Sloan, Robin – Die sonderbare Buchhandlung des Mr. Penumbra

6 Apr

053
Seiten: 352
Verlag: Blessing Verlag
ISBN: 978-3-89667-480-7
Preis: € 19.99 (D) / Fr. 28.50 (CH) – gebundene Ausgabe

Kurzbeschreibung:
Als Clay Jannon seinen Job als Webdesigner verliert, meldet er sich auf eine Stellenanzeige hin bei Mr. Penumbra, der in San Francisco eine alte, verstaubte Buchhandlung betreibt, die rund um die Uhr geöffnet ist. Clay übernimmt die Nachtschicht, und bald ist ihm klar, dass hier irgendetwas nicht stimmt: Die Kunden kaufen nichts, sondern leihen die Bücher nur aus, drei Stockwerke hohe Regale beherbergen riesige Folianten, die keine Texte beinhalten, sondern nur ellenlange Reihen aus Buchstaben.

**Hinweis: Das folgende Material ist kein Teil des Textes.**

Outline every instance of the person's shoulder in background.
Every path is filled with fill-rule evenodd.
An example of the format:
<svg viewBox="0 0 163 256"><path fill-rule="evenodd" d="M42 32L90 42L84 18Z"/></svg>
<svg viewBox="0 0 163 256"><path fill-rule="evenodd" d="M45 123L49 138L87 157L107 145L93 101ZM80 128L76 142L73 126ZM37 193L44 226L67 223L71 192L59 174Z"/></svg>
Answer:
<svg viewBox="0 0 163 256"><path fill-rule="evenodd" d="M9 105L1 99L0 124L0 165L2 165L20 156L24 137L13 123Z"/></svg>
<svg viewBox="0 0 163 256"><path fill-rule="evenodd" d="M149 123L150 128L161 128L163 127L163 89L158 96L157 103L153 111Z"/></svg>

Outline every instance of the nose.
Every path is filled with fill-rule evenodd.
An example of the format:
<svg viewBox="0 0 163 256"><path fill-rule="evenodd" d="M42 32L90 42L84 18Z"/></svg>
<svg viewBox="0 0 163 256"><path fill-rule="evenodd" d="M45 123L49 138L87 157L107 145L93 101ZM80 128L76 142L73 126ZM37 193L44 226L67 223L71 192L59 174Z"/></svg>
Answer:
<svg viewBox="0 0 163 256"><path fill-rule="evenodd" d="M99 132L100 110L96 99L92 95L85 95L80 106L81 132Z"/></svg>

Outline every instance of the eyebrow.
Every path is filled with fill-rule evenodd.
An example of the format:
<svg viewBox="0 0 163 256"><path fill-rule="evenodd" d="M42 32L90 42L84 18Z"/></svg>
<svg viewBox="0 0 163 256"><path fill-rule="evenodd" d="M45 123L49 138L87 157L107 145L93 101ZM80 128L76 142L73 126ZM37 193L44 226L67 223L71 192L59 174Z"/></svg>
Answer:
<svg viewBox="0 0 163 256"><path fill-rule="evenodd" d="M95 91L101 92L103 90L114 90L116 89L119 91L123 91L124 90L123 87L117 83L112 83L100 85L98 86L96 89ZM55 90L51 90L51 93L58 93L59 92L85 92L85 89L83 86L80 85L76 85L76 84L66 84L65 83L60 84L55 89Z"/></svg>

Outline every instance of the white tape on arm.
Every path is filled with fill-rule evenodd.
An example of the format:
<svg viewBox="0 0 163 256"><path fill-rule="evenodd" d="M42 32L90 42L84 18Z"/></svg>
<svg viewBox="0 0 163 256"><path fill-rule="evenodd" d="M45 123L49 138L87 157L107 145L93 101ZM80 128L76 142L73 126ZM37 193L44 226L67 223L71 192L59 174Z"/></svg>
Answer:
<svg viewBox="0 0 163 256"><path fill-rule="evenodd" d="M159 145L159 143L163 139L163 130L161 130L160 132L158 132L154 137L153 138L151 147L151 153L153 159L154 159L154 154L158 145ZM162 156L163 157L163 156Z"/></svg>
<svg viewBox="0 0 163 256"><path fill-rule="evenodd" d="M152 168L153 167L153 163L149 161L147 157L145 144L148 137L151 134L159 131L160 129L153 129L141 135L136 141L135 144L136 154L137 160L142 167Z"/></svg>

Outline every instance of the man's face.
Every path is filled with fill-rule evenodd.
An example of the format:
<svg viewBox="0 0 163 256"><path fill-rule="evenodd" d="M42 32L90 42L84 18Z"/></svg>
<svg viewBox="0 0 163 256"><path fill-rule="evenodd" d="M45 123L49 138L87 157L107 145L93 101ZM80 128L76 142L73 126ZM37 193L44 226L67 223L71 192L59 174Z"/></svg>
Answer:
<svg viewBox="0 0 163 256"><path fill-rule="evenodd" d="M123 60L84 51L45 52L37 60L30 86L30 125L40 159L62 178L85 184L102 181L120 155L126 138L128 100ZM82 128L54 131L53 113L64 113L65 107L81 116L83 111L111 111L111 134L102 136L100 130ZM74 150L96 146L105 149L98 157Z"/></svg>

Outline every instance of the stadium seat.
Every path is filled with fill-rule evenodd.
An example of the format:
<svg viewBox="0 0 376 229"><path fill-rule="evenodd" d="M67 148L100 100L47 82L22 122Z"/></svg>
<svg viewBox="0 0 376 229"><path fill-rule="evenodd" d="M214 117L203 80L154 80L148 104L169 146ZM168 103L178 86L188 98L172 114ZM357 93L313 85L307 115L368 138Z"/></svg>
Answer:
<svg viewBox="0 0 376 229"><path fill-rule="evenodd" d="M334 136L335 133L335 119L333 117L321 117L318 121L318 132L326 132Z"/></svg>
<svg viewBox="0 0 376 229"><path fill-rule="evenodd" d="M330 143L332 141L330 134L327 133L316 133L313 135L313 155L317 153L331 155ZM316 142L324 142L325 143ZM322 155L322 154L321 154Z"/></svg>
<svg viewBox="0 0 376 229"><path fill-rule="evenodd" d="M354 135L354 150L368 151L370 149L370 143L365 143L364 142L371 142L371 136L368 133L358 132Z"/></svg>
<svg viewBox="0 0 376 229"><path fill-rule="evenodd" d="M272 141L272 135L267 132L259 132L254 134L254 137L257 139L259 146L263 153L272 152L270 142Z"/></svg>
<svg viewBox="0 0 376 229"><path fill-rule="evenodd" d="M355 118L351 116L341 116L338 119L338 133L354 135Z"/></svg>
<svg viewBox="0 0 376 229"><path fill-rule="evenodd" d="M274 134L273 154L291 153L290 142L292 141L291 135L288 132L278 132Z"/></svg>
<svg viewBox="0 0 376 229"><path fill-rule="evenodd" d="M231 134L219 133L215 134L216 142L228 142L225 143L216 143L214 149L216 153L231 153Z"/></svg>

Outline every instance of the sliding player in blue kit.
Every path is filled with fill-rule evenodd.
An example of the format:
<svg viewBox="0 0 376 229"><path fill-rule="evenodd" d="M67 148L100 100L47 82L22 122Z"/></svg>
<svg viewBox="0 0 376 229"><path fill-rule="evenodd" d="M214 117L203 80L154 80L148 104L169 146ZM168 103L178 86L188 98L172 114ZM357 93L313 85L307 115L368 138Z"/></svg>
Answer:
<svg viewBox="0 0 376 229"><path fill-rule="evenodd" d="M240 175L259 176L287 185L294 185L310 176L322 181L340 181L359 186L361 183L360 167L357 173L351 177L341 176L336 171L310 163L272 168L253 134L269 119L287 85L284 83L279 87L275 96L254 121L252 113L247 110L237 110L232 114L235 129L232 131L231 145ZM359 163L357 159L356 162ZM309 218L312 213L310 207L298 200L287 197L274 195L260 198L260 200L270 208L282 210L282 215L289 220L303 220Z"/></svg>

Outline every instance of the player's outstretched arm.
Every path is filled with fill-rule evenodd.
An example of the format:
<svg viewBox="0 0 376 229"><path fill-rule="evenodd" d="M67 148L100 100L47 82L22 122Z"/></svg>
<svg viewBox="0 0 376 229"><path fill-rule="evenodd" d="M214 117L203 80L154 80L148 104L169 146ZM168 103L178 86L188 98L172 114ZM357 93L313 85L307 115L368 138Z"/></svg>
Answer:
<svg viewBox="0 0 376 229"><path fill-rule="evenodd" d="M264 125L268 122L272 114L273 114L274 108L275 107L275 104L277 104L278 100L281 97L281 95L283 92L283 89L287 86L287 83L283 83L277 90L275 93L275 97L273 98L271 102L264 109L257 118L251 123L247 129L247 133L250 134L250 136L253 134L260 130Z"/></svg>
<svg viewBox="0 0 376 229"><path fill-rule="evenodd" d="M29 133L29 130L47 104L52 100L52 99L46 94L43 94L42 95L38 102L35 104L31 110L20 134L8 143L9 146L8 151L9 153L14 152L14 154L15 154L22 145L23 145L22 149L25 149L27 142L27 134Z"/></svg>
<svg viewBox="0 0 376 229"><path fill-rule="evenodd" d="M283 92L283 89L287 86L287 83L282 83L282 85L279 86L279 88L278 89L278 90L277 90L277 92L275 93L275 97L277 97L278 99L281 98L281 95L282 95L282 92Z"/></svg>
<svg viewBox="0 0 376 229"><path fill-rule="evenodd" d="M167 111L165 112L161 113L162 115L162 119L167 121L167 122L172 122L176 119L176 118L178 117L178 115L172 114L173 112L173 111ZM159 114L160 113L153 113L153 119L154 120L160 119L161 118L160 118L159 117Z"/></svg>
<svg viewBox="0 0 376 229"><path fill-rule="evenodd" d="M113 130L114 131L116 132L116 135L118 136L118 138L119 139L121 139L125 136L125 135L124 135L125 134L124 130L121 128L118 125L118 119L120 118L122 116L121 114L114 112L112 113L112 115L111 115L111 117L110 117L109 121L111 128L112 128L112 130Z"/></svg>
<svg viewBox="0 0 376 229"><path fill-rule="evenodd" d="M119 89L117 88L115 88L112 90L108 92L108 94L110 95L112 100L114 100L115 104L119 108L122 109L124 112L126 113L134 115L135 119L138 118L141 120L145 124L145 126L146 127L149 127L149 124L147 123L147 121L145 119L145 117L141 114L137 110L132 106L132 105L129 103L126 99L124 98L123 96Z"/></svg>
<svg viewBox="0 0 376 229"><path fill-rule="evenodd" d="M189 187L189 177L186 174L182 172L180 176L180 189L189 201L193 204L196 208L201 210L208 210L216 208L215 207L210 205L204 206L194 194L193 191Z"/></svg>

Nach und nach findet Clay heraus, dass Mr. Penumbra und seine Kunden einem uralten Geheimnis auf der Spur sind. Mit der Unterstützung seiner Freundin Kat und seines ältesten Kumpels Neel, sowie der Weisheit von Mr. Penumbra, macht sich Clay daran, dieses Geheimnis zu lüften. Ein Geheimnis, das bis in die Anfangszeiten des Buchdrucks zurückreicht.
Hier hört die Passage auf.